Paraná e Santa Catarina lideram recuo no preço do etanol e gasolina no Brasil.

Com o movimento de baixa nos valores em todo o Brasil, a Região Sul apresenta os valores mais vantajosos para a gasolina.


Mesmo com o impacto da pandemia causada pelo novo coronavírus em vários setores da economia, o preço dos combustíveis se apresentou estável no mês de março na Região Sul, revela o último levantamento do Índice de Preços Ticket Log (IPTL), mas com forte tendência de recuo neste mês de abril. Em março, com a queda nas ações da bolsa e os anúncios de redução do valor no repasse às refinarias, os postos do Sul registram um recuo médio de 1,9% para a gasolina, enquanto o etanol apresentou estabilidade, com leve avanço de 0,1%, em relação aos valores praticados em fevereiro. As primeiras análises de abril também apontam para um movimento de baixa no preço dos combustíveis na Região, como o recuo de 23,3% no etanol, e de 5,3% para a gasolina.

O Estado com o preço mais em conta da gasolina é o Paraná, que apresentou em março uma redução de 6,3%, com o litro vendido a R$ 4,138, no último dia do mês, o menor valor registrado em todo o território nacional. Em relação ao etanol, o Estado também se destaca com o preço mais vantajoso, comercializado a R$ 3,225, e o mais caro no Rio Grande do Sul, comercializado a R$ 4,312, mesmo com recuo de 4,6% nas bombas.

Já na Região Sudeste, o preço dos combustíveis tem se apresentado em se apresentado seguro e com recuos leves. Em março, os postos do Sudeste registraram um recuo médio de 1,7% para a gasolina e inferior a 0,7% para o etanol, em relação aos valores praticados em fevereiro. As primeiras análises de abril também apontam para um movimento de baixa no preço dos combustíveis na Região, como o recuo de 21,6% no etanol, e de 5,8% para a gasolina.

Vale destacar as reduções ocorridas em março no Rio de Janeiro, que se beneficiou com a queda da Petrobrás e passou a comercializar a gasolina a R$ 4,891, ante os R$ 5,049 da primeira semana do mês passado. Ainda assim, é o valor mais caro apresentado em toda a Região.
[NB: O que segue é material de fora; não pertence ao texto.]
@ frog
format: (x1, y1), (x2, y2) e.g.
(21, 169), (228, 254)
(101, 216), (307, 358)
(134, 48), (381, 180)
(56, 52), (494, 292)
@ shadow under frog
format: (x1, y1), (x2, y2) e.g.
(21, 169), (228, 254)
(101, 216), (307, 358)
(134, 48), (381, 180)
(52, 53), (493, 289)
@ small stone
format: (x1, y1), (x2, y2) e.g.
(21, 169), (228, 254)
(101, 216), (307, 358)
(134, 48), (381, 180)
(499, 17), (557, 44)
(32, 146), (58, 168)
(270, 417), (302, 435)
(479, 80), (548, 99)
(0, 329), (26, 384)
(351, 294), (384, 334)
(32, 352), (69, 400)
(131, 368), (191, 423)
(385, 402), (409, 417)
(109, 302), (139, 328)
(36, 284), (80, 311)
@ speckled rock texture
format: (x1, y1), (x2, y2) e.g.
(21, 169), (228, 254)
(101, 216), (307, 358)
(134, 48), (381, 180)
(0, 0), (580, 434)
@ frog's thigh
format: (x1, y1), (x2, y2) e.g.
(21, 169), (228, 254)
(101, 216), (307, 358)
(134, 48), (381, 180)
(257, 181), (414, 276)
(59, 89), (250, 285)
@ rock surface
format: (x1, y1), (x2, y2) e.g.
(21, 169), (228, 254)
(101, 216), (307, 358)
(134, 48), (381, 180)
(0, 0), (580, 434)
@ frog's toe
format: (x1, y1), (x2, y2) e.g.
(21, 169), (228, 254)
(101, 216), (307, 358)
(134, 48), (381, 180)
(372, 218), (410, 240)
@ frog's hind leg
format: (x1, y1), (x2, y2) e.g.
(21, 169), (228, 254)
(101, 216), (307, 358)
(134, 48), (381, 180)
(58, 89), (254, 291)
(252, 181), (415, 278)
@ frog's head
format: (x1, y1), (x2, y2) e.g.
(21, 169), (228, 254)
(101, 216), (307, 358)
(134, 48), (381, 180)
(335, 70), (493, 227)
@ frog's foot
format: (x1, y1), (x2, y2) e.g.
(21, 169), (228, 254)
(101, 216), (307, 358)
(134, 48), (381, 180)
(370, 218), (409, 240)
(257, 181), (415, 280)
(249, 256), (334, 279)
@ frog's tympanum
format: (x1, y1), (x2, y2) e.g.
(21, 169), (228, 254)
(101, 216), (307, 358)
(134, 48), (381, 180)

Em São Paulo foi registrado o maior recuo para a gasolina, que foi de 5,7%. O Estado também lidera a maior baixa do etanol (5,8%) seguido de Minas Gerais, com recuo de 5,3%. No Espírito Santo o destaque é para o recuo de 2,9% para a gasolina e de 1,6% para o etanol.
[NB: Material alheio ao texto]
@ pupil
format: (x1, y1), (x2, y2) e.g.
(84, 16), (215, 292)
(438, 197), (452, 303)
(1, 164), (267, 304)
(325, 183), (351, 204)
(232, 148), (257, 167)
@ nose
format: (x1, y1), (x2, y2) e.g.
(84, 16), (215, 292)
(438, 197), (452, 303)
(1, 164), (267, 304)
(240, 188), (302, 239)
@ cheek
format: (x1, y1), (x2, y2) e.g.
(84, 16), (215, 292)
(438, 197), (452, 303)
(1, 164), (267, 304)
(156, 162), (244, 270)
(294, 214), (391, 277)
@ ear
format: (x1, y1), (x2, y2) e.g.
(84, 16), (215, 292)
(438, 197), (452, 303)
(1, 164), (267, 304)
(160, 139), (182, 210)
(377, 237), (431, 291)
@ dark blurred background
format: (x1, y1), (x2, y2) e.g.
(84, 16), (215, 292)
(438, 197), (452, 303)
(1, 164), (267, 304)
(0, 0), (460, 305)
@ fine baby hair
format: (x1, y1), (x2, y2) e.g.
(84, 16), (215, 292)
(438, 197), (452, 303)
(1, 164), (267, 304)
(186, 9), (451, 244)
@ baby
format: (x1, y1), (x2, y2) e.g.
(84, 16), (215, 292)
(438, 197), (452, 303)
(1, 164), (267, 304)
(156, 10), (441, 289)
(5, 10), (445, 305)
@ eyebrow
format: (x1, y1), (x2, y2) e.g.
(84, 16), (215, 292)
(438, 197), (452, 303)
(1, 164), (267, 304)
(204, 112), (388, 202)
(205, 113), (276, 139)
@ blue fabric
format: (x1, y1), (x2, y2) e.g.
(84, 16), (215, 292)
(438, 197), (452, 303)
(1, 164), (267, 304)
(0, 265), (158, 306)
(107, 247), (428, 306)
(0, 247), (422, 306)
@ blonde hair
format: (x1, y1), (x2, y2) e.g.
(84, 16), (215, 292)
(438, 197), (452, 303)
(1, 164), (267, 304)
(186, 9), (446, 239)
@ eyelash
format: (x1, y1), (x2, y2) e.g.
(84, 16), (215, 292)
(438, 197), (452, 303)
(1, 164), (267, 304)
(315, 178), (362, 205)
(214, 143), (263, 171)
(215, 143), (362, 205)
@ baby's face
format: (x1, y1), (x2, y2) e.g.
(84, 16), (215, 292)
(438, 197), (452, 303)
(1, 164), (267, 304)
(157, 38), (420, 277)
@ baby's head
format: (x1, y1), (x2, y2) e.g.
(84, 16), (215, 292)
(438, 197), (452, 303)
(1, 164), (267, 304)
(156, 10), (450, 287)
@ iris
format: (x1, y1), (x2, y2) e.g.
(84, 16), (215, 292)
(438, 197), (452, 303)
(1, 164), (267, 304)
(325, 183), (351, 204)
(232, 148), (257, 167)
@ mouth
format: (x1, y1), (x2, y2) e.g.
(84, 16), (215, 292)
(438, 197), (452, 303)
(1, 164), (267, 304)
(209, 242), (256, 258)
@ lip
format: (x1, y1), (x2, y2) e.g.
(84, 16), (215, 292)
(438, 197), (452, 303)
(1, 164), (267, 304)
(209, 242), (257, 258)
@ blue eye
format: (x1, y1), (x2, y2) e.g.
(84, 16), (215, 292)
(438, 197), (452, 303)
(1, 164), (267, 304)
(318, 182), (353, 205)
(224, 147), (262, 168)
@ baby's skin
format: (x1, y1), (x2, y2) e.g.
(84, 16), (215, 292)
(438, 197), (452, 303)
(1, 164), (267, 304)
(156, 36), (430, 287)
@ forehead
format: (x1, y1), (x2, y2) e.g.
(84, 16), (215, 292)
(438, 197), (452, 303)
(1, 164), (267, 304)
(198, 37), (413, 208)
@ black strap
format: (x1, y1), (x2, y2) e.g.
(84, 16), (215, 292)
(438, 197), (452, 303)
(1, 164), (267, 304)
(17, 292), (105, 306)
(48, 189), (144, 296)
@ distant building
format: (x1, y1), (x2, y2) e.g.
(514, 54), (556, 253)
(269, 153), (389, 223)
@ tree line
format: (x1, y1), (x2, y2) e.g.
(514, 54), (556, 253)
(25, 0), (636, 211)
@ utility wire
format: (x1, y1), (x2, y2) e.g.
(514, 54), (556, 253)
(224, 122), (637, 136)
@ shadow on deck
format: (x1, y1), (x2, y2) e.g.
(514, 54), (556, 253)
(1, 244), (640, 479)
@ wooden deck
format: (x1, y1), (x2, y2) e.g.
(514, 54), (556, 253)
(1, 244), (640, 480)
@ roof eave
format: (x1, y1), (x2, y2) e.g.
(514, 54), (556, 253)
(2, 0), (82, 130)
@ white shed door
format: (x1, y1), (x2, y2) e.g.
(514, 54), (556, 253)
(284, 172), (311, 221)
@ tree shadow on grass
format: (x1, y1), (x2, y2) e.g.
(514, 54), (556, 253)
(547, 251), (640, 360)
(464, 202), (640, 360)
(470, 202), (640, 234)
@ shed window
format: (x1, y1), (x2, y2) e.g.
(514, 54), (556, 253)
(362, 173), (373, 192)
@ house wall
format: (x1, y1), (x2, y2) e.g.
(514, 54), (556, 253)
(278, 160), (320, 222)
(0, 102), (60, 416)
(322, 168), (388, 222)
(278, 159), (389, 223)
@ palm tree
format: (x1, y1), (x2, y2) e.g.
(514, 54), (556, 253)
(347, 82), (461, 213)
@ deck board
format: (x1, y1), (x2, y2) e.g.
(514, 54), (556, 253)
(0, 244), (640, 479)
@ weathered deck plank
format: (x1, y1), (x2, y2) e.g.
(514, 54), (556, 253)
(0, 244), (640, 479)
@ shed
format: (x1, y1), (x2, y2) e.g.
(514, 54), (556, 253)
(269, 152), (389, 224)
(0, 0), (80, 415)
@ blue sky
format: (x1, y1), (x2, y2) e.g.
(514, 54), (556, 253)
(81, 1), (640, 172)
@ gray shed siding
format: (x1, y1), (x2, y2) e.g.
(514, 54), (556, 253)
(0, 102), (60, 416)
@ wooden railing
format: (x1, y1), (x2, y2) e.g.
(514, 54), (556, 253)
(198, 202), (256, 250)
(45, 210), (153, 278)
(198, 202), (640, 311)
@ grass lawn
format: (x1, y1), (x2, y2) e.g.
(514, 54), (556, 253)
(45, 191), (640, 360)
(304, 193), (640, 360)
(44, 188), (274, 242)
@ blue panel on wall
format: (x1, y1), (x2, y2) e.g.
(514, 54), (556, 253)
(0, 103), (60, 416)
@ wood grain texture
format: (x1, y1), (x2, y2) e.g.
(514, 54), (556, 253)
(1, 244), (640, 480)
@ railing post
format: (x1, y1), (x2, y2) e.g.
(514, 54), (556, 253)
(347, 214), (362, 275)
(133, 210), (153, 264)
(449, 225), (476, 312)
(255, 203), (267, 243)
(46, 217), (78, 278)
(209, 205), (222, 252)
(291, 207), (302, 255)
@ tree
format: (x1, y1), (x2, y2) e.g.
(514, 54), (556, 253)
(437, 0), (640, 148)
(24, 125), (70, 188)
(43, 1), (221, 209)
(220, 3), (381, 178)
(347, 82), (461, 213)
"Desde o início de março o preço dos combustíveis recua com baixas variações em todo o País, e  tanto no Sul, quanto no Sudeste, não foi diferente, o que acaba por não impactar na percepção do consumidor. Em nossa última análise, de acordo com os pontos de evolução, podemos afirmar que o combustível vai continuar em baixa, mas em ritmo lento. Para as primeiras semanas de abril, não devemos ter variações significativas, e a baixa não deve ultrapassar a casa dos 6%, em um cenário que deve acontecer em até duas semanas", analisa o Head de Mercado Urbano da Edenred Brasil, Douglas Pina.

No contexto nacional, o etanol registrou baixa de 2,6% logo após a primeira queda das ações da bolsa e do preço do petróleo, e fechou o mês com recuo de 1,9%, com o litro vendido à média de R$ 3,68 no último dia 30 de março. Já a gasolina, no ápice da primeira queda da bolsa recuou 3,3%, e fechou no último dia do mês com recuo de 3,5%, com o litro a R$ 4,509. O diesel, fechou o último mês com baixa de 4,6%, com o litro comercializado a R$ 3,660, ante os R$ 3,836 registrados nas bombas no dia 3 de março.

O IPTL é um índice mensal de preços de combustíveis levantados com base nos abastecimentos realizados nos 18 mil postos credenciados da Ticket Log, que tem grande confiabilidade, por causa da quantidade de veículos administrados pela marca: 1 milhão ao todo, com uma média de oito transações por segundo.